1990 ‒ Zu neuen Ufern
Das kleine Lädchen in St. Gallen wird allmählich zu klein. Auf der Suche nach neuen Räumen stößt Gräppi im benachbarten Gossau auf ein lädiertes Handelshaus aus dem 18. Jahrhundert ‒ den »Schwarzen Adler«. Von der Stadt aufwändig restauriert erfährt die frühere Tuchhandlung und Gastwirtschaft 1990 einen Neustart ‒ und das Atelier Gräppi verfünffacht seinen Platz. In den fast 150 Quadratmetern an der St. Gallerstrasse 26 ergänzt Gräppi seine eigene Schmuckkollektion zunehmend um Handelswaren bekannter Marken der Juwelier- und Uhrmacherzunft. Das Atelier veranstaltet regelmäßig Vernissagen der eigenen Kollektionen, kombiniert den Schmuck mit Ausstellungen von bildenden Künstlern wie Sabeth Holland und Daniel Manser. Eine Tradition, die bis heute Bestand hat. Wie auch die Haltung, keine Verkäufer einzustellen. Die Beratung kommt vom Handwerker selbst. 14 Jahre lang geniesst das Atelier stetigen Erfolg, das Sortiment wächst und wächst ‒ leider aber auch das Gefühl Gräppis mehr kaufmännisch gebunden zu sein als goldschmiedend kreativ sein zu dürfen. Ein schleichendes Unbehagen, das er abstellen will. Radikal.

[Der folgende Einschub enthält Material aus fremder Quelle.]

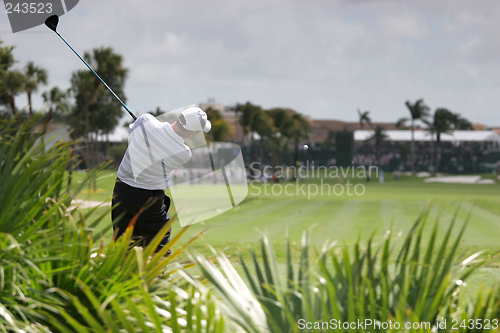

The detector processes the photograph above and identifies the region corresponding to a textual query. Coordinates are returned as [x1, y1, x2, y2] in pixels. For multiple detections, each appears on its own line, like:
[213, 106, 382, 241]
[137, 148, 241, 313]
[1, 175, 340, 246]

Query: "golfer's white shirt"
[118, 114, 191, 190]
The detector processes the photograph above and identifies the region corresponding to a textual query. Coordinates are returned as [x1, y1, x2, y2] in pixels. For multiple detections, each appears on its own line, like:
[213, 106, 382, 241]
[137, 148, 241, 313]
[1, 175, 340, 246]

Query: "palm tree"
[205, 108, 232, 142]
[396, 117, 409, 129]
[236, 102, 262, 152]
[24, 61, 47, 117]
[405, 99, 429, 173]
[42, 87, 70, 135]
[267, 108, 294, 170]
[289, 113, 311, 166]
[358, 109, 372, 128]
[0, 70, 24, 120]
[42, 87, 70, 116]
[69, 47, 128, 189]
[425, 108, 455, 175]
[451, 113, 473, 131]
[367, 125, 388, 168]
[253, 111, 275, 172]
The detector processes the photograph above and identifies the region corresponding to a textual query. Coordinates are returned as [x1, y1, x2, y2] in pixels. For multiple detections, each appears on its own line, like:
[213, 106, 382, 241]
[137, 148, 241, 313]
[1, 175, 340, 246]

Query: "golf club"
[45, 15, 137, 120]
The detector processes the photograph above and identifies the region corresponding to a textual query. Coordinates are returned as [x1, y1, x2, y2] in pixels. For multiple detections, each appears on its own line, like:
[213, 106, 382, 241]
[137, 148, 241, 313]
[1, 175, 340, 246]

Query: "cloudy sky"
[0, 0, 500, 126]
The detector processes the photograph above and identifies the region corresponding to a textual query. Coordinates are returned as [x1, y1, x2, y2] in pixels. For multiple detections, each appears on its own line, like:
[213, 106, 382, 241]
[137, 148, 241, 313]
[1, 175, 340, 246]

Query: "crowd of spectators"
[354, 142, 488, 172]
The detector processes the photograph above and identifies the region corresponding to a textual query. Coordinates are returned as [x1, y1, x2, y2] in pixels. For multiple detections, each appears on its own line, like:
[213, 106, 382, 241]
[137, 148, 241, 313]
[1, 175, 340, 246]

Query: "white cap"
[179, 107, 212, 133]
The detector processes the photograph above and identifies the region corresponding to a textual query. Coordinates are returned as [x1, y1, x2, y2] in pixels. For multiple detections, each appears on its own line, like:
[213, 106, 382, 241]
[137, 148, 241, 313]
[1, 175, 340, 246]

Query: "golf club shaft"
[55, 31, 137, 120]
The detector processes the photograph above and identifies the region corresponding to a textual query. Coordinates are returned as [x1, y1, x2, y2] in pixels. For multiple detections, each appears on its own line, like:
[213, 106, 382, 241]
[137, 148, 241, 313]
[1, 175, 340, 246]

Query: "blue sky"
[0, 0, 500, 126]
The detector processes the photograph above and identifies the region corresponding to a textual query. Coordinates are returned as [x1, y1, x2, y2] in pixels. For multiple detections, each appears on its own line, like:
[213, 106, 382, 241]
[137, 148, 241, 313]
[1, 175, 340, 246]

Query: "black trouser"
[111, 178, 172, 254]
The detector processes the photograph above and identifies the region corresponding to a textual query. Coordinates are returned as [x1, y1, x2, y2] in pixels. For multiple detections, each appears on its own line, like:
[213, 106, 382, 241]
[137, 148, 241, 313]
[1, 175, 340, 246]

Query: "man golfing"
[45, 15, 212, 253]
[112, 107, 211, 253]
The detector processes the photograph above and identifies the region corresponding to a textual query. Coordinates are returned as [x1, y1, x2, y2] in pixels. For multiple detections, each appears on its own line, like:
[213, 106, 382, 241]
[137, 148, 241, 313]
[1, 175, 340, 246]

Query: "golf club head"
[45, 15, 59, 33]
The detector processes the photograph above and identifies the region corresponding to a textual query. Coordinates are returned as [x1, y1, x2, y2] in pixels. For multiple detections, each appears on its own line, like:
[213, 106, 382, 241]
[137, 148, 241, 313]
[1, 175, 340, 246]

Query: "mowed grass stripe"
[189, 198, 308, 242]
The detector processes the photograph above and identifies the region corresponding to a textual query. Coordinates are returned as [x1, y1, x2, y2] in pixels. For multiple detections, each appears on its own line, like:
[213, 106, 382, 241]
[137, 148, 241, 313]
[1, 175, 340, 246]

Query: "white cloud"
[0, 0, 500, 124]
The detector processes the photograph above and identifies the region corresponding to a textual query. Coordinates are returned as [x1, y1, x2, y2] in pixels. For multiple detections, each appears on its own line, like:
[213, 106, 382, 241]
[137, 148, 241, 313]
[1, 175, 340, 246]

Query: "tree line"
[358, 99, 473, 174]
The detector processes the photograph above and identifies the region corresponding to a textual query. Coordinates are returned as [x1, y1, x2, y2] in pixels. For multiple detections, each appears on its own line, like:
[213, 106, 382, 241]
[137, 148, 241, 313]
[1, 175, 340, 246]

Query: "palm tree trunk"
[410, 118, 415, 175]
[259, 136, 264, 174]
[434, 133, 441, 176]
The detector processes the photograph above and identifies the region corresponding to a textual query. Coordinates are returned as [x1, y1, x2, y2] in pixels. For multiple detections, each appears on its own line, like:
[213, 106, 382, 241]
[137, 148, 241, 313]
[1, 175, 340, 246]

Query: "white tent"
[354, 130, 500, 144]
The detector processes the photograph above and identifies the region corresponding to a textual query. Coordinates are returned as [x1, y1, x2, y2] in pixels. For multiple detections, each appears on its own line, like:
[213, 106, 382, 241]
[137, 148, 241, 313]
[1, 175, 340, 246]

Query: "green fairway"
[74, 171, 500, 295]
[74, 172, 500, 251]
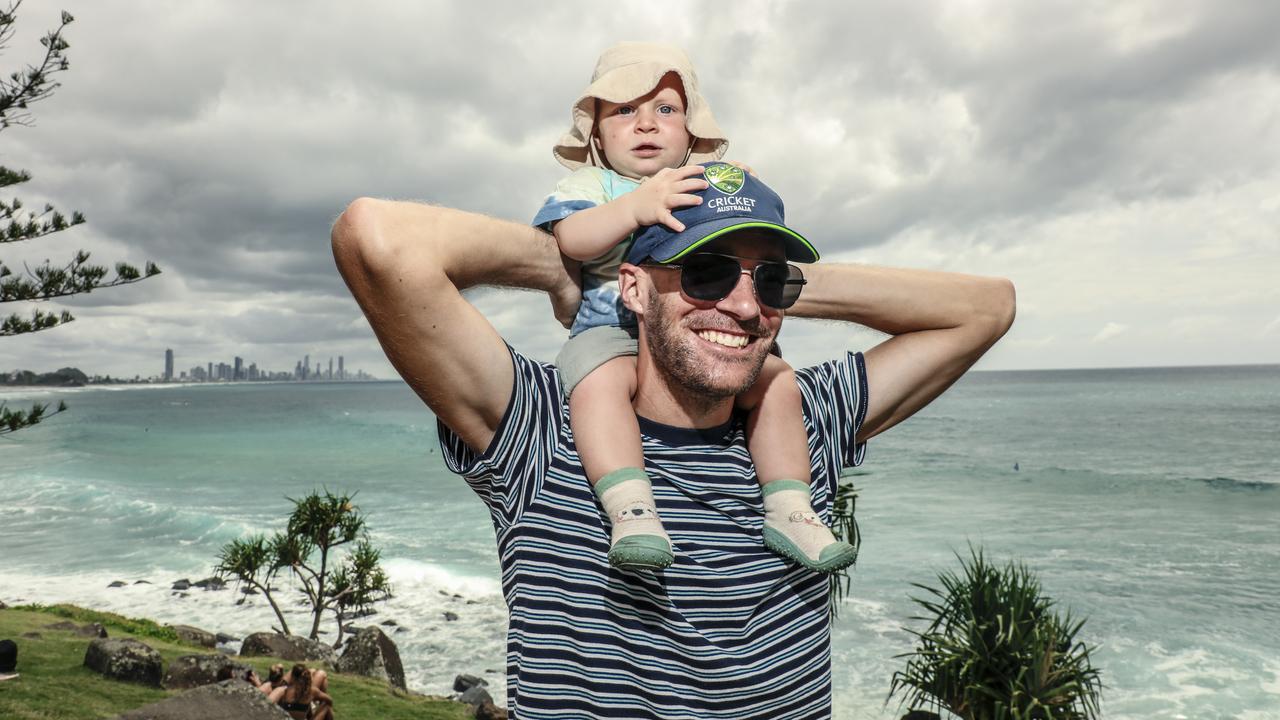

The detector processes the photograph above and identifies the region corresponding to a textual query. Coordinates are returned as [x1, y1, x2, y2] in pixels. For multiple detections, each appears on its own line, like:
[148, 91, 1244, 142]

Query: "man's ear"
[618, 263, 649, 316]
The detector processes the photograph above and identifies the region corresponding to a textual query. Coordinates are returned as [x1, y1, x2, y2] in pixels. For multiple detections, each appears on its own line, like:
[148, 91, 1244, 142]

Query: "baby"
[534, 42, 856, 573]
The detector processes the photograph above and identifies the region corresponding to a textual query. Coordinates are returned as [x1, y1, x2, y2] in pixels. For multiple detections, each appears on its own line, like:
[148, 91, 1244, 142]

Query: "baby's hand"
[622, 165, 707, 232]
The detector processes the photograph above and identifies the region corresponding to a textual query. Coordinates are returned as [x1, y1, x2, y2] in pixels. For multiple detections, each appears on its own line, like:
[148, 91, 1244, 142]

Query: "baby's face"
[595, 73, 690, 178]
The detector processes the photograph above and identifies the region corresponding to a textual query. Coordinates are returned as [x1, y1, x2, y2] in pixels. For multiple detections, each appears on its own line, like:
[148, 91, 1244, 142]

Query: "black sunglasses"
[646, 252, 805, 310]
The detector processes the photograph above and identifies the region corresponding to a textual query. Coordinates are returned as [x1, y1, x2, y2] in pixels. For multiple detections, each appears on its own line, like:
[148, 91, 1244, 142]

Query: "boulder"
[160, 653, 250, 691]
[241, 633, 338, 665]
[337, 625, 408, 691]
[115, 680, 289, 720]
[453, 674, 489, 693]
[169, 625, 218, 647]
[458, 685, 493, 705]
[84, 638, 163, 688]
[476, 702, 507, 720]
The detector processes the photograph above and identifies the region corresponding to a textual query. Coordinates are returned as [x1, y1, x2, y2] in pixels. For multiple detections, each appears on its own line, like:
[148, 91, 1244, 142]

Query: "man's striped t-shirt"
[440, 351, 867, 720]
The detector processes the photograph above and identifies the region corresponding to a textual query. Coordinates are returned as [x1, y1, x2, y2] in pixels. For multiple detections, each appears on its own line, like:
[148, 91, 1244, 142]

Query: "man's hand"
[621, 165, 707, 232]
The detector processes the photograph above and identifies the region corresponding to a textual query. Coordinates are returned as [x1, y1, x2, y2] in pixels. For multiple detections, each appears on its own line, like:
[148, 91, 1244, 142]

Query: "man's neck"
[632, 352, 733, 429]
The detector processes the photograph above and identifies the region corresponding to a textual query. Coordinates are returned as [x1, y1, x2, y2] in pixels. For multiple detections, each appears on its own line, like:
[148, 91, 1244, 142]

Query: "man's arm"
[333, 199, 579, 452]
[787, 264, 1015, 442]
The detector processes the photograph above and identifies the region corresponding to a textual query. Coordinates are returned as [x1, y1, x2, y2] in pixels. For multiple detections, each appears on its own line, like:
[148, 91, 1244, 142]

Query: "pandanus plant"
[886, 547, 1102, 720]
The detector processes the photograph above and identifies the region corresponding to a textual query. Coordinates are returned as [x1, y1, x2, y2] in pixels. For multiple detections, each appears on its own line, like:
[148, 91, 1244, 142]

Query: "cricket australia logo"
[704, 163, 746, 195]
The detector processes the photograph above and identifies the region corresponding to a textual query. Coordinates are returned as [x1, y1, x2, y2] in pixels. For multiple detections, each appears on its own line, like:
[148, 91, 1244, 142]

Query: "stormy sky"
[0, 0, 1280, 378]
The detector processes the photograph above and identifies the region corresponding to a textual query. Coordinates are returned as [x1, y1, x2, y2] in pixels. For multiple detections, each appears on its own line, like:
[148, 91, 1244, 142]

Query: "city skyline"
[159, 347, 378, 383]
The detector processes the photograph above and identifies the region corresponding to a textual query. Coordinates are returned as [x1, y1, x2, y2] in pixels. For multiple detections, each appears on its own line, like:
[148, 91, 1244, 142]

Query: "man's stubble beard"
[644, 288, 769, 405]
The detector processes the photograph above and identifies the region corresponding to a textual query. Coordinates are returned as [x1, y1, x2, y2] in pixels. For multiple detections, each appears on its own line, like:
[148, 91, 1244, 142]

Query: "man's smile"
[695, 331, 751, 348]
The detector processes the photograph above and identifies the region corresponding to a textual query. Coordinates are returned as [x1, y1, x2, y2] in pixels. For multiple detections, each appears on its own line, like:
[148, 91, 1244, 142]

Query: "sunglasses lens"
[751, 263, 795, 307]
[680, 255, 741, 300]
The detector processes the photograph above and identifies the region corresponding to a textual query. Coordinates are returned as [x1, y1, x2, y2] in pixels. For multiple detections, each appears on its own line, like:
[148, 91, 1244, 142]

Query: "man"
[333, 178, 1014, 720]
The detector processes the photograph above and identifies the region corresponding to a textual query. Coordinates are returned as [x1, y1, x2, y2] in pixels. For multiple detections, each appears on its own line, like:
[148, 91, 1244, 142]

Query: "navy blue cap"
[627, 163, 818, 265]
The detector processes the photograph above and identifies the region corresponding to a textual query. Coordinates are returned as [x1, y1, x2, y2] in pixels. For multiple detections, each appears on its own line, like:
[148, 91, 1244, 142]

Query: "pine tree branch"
[0, 309, 76, 337]
[0, 193, 86, 242]
[0, 402, 67, 436]
[0, 0, 76, 129]
[0, 250, 160, 302]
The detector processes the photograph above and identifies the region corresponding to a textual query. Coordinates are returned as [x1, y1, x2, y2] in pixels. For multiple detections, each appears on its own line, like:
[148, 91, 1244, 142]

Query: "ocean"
[0, 366, 1280, 720]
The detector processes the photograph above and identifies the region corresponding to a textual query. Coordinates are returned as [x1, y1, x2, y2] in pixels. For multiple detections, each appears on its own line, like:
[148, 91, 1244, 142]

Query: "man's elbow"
[329, 197, 380, 277]
[984, 278, 1018, 342]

2005 ‒ Zurück zu den Wurzeln
Im Dezember 2004 schliesst Gräppi den Laden in Gossau. Für ihn gilt mehr denn je: zurück an die Werkbank. Er verkleinert sich und fängt neu an. Fast wie vorherbestimmt sogar noch in der selben Strasse wie 20 Jahre zuvor. Seit Sommer 2005 steht er nun nur ein paar Häuser weiter in der Zürcherstrasse 68 wieder selbst am Goldschmiedepult. Er beschränkt sich auf handgefertigte Produkte vor allem eigener Schmuckstücke, ergänzt um Anfertigungs- und Reparaturdienste für verschiedene Schmuckfirmen, die keine eigenen Werkstätten mehr besitzen. Ein treuer Kundenstamm aus Liebhabern und Kennern verfolgt seine jährlichen Kollektionen.
2017 ‒ Tradition und Fortschritt
Im Jahr 2017 entscheidet sich Familie Gräppi in Degersheim ein Grundstück zu kaufen und den Traum vom Eigenheim zu verwirklichen. Langsam wächst die Entscheidung heran, das Atelier an der Zürcherstrasse in St. Gallen aufzugeben und im eigenen Haus ein neues Atelier zu eröffnen – eine Werkstatt, in der Marco Gräppi sein Handwerk erweitert.
Neben der Anfertigung von Damenschmuck, rückt nun auch die Entwicklung von Herrenschmuck in Gräppis Blickfeld. Neben Ringen und Armreifen aus Carbon, Manschetten-Knöpfen aus Gold oder Wappenringen, setzt Gräppi individuelle Kundenwünsche um und arbeitet weiter an der eigenen Kollektion.
Neu wendet Gräppi klassische Goldschmiedetechniken bei der Herstellung von Accessoires an und so entstehen beispielsweise Schlüsselanhänger, Taschenmesser mit persönlichen Motiven oder handgemachte, ziselierte Flachmänner.